Золото в снарядном ящике… - страница 8
Поднатужившись, мои комендоры всё-таки оторвали меня от палубы (оставив на ней здоровенные куски материала брюк и куртки) и устремились в тамбур надстройки, откуда – рукой подать! – всего-то ничего по трапу вниз и вот она – амбулатория! В теснотище тамбура замуля опять вставил свои три рубля: «Мерзавцы! Вы почему его вперёд ногами несёте? Он же ПОКА ещё не труп». Вот именно это ПОКА меня очень порадовало! Перепуганные бойцы (зам. у нас был злопамятный и кровь пил декалитрами, вместо спирта) бросились меня разворачивать в узком тамбуре и выпустили из рук прямо над пропастью люка над трапом в тамбур носовой аварийной партии. Пересчитав собственным, настрадавшимся за этот бесконечный вечер телом все балясины трапа, я рухнул вниз, на палубу перед дверью в амбулаторию. Дверь распахнулась от сильной руки доктора и впечаталась мне в голову, временно прекратив мои мучения. Занавес!
Очнулся я на операционном столе, меня в шесть рук (прямо «шестикрылый серафим на перепутье мне явился»[6], хихикнулось мне) растирали бойцы, надев на руки шерстяные перчатки. Надо мной склонилось участливое лицо доктора, он шпателем разжал мне стиснутые зубы и налил в образовавшуюся щель какую-то жидкость. «Илюша! Шила!» – прошептал я. Кабисов удивленно распахнул глаза: «Да я ж тебе только что стакан влил!» (для непосвящённых шило – это спирт, он же ВКШ – вкусное корабельное шило, ворошиловка – ворованное корабельное шило, оно же – мальвазия).
Бойцы уже без руководящих указаний партии отнесли меня в каюту, сняли остатки нижнего белья и уложили в койку, доктор дал мне кучу пилюль, которые я безропотно проглотил, помог моему соседу по каюте «румыну» (так у нас называют командиров БЧ-3 – минно-торпедной боевой части) надеть на меня тёплые кальсоны и тельник, укрыл двумя одеялами и, задумчиво покачав головой, вышел из каюты. Когда я уже уходил в сонное забытье, вдруг почувствовал, как «румын» тихо-тихонечко накрыл меня своим овчинным полушубком.
Утром, в 5.30 дверь каюты затряслась под ударами мощных дланей старпома: «Рогатый! – так у нас зовут командиров БЧ-2 и всех его подчинённых, – кончай спать, иди проверяй подъём старшин!». И я пошёл…
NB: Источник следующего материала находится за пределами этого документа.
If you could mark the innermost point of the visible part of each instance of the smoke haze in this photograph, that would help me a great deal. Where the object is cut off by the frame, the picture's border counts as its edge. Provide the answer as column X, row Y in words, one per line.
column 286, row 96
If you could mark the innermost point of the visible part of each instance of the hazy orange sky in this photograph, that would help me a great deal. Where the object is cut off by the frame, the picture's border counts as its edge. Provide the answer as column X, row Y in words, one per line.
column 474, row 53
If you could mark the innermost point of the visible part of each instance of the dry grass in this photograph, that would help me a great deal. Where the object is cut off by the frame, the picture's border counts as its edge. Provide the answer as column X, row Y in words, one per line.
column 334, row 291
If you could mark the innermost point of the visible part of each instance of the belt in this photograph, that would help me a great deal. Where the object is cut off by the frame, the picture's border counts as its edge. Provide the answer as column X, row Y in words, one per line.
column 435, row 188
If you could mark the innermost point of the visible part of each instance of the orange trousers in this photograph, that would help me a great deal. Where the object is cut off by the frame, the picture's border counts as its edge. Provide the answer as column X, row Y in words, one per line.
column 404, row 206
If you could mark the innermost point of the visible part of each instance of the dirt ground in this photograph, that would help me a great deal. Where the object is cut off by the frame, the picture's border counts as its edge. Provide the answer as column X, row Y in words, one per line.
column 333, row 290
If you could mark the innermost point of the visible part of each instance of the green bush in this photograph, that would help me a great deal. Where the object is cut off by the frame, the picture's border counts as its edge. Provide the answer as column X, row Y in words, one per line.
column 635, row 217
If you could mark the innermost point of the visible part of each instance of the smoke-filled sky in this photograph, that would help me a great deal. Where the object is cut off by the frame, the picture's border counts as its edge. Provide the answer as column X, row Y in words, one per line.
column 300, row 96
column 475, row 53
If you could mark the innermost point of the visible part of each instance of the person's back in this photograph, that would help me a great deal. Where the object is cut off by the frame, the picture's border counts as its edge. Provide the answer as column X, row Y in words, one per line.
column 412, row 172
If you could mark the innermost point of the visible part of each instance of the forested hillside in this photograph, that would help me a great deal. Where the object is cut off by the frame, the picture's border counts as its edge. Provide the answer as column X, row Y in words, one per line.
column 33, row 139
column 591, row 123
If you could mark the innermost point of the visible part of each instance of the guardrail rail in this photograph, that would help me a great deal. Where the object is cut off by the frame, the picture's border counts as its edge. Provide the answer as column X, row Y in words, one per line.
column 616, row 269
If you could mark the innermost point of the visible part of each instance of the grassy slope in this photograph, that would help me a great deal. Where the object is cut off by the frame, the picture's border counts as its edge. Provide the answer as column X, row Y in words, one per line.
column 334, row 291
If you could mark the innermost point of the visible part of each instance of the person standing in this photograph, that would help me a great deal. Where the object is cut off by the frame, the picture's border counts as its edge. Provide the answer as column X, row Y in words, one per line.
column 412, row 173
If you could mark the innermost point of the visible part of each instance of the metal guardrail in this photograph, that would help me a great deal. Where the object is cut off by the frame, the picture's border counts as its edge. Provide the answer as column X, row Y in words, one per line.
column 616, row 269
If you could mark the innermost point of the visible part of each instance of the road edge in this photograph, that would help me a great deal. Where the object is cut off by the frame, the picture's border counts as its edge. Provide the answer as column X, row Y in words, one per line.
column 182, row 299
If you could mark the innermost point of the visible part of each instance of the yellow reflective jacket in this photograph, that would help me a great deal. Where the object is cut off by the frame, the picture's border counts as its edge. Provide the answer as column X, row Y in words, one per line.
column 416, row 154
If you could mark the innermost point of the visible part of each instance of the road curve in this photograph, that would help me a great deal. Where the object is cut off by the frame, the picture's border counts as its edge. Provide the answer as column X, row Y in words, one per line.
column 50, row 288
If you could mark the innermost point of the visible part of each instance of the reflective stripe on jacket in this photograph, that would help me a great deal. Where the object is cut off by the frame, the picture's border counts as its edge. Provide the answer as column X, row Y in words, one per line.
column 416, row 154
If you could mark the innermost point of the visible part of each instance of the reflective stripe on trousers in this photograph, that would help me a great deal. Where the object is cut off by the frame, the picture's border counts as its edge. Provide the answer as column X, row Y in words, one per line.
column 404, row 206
P.S. За бортом, как оказалось, я пробыл 16 минут.
Всё!
Золото в снарядном ящике
Глава 1
Тихо журчит вода в гальюне – служба на флоте нравится мне»
Стихи из дэмэбового альбома старшего матроса Римантаса Янушайтиса
Североморск был залит ярким солнцем. Стояла та самая редкая-редкая погода, когда в прозрачнейшем воздухе парят ленивые чайки, сопки, как в зеркале, отражаются в Кольском заливе, нет дуновения даже малейшего ветерка, вода без единой морщинки застыла стеклянной гладью, и только иногда, от летящего прямо над поверхностью нырка, амальгама залива рассекается пунктиром дорожки, образуемой от взмахов неутомимых крыльев птицы. Пётр Первый в таком случае точно сказал бы: «Парадиз! Истинный парадиз!» А вот, приехавший в такую погоду в шестидесятых годах прошлого века, Никита Сергеевич Хрущёв сказал на собрании партактива Мурманской области и Северного флота следующую пошлятину: «Здравствуйте, вдвойне дорогие для нашей Родины североморцы и мурманчане!» – и всем северянам срезали двойной оклад до полуторного.
Но, что было, то было, а в сейчас по улицам столицы Северного флота фланировали в кремовых рубашках наглаженные корабельные офицеры – была пора отпусков, или кобелиный сезон, когда отправившие своих жён и детей на Югá (именно так – с большой буквы и с ударением на «а») мужики неприкаянно бродили по улицам Сафонова, Сгибнева, Душенова, Северной заставы, все места в ресторанах были заняты, а незамужние женщины становились мгновенно красивыми и временно лучше всех!